The big suppliers of manufacturing beef to the US are Australia, New Zealand potentially Brazil who got approval to supply the US market in the middle of last year. Australia is the biggest supplier to the US by a considerable distance, exporting almost 420,000t to the US in 2015. This is just 120,000t less than Ireland's total exports. Interestingly, drought in Australia meant a huge drop in Australian production in 2016, with exports to the US just over half of what they were the previous year at 240,000t.

Volumes

In joining Ireland as an approved supplier to the US, France will also sell relatively low volumes. To the end of October, Ireland had exported just over 1,500t to the US, less than half of one percent of total Irish exports. Although approval was obtained for the sought-after manufacturing beef, Irish factories still haven’t agreed protocols on testing for various strains of E coli that are taken out in the US processing system using an acid wash that is not in favour in Europe.

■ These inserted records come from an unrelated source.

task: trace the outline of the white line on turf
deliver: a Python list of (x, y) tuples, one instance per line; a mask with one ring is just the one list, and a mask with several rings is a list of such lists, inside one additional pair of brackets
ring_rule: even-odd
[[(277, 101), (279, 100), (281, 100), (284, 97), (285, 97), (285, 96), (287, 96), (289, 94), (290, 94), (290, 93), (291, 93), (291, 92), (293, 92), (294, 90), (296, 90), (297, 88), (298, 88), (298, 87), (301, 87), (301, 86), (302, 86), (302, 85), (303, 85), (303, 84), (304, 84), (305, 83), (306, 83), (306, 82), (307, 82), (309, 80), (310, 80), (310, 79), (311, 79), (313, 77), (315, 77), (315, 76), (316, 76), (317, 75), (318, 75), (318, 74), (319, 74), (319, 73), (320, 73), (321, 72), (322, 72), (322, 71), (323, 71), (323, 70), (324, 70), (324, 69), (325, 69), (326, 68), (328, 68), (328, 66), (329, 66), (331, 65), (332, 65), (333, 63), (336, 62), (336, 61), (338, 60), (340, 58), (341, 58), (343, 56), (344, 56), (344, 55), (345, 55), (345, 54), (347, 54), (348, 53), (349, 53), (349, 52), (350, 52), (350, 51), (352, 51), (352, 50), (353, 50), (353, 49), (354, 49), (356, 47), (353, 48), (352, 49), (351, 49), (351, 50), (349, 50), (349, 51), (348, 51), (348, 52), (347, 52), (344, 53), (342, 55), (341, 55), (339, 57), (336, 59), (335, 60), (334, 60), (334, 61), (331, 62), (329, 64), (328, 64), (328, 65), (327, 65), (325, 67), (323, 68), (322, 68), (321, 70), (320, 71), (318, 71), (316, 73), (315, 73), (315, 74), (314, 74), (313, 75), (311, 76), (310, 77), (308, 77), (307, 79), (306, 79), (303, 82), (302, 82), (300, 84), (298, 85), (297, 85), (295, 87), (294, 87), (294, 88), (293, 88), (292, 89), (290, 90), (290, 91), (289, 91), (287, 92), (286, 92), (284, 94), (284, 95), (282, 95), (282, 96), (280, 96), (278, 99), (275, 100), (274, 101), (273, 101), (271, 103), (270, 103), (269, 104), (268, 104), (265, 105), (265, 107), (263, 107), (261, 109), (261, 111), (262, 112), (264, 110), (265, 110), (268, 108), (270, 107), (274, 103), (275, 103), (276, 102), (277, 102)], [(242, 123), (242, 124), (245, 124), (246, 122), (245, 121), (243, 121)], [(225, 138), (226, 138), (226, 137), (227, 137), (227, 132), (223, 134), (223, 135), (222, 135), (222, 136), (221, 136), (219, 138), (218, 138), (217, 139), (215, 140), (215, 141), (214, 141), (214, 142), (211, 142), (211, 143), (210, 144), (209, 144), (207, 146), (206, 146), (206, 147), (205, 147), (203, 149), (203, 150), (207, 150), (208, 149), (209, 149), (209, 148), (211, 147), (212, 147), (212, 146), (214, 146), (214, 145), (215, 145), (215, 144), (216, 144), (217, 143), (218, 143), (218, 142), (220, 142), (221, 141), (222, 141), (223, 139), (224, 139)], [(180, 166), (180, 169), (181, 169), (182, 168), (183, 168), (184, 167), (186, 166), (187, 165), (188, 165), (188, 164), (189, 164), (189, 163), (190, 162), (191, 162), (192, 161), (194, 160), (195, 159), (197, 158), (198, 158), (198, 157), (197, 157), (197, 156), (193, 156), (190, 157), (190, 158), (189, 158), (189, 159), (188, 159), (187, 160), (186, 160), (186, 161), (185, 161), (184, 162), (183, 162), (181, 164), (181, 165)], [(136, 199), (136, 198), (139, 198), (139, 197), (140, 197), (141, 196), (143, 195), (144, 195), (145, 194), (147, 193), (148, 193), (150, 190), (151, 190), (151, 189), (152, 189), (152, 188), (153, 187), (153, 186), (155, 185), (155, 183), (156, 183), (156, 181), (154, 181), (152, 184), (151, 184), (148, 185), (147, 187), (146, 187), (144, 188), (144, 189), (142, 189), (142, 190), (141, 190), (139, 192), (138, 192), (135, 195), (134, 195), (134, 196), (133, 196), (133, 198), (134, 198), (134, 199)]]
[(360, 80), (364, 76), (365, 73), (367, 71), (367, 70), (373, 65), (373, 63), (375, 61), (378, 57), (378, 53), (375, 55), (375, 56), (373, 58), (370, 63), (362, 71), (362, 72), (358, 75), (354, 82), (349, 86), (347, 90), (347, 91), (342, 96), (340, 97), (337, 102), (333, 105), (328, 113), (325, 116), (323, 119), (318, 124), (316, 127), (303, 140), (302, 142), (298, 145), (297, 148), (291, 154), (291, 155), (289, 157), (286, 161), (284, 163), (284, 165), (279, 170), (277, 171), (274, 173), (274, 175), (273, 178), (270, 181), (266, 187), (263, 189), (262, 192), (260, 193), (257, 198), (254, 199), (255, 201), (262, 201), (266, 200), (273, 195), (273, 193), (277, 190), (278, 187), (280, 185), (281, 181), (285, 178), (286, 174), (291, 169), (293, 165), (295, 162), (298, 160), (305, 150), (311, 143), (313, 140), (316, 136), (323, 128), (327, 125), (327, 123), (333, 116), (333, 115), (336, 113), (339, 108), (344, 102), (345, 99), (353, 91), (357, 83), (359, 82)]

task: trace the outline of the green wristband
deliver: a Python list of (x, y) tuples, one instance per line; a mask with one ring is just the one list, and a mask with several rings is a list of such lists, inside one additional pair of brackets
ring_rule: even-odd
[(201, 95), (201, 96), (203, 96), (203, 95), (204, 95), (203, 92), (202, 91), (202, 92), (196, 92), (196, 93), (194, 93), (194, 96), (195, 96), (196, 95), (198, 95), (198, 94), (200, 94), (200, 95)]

Irish exports since the start of 2015 when Irish approval was secured have concentrated on high-value steak meat and other hind quarter muscles as well as the skirt meat. For Ireland, it has been an important symbolic approval rather than a real commercial opportunity – Hong Kong and the Philippines bought ten times as much Irish beef in 2016 as the US did. Aside from prevailing market conditions that have restricted Irish export opportunities, there is also the issue of tariff quotas. France will join Ireland and Brazil in using the 64,000t beef quota that the US has for countries that don’t have individual quota deals as the Australians, New Zealanders, Canadians and Uruguayans do. If Brazil gets serious about supplying the US, they have potential to use this in two months which then would leave sales from Ireland and France subject to WTO tariff rates which are around 25%.

While US approval won’t be a huge commercial opportunity for France just as it hasn’t been for Ireland, securing approval is still a major prize for any country. Having USDA approval gives the holder a major endorsement when seeking access to other global markets as USDA approval is internationally recognised as the gold standard. This is the real significance of French and previously Irish approval to supply the US.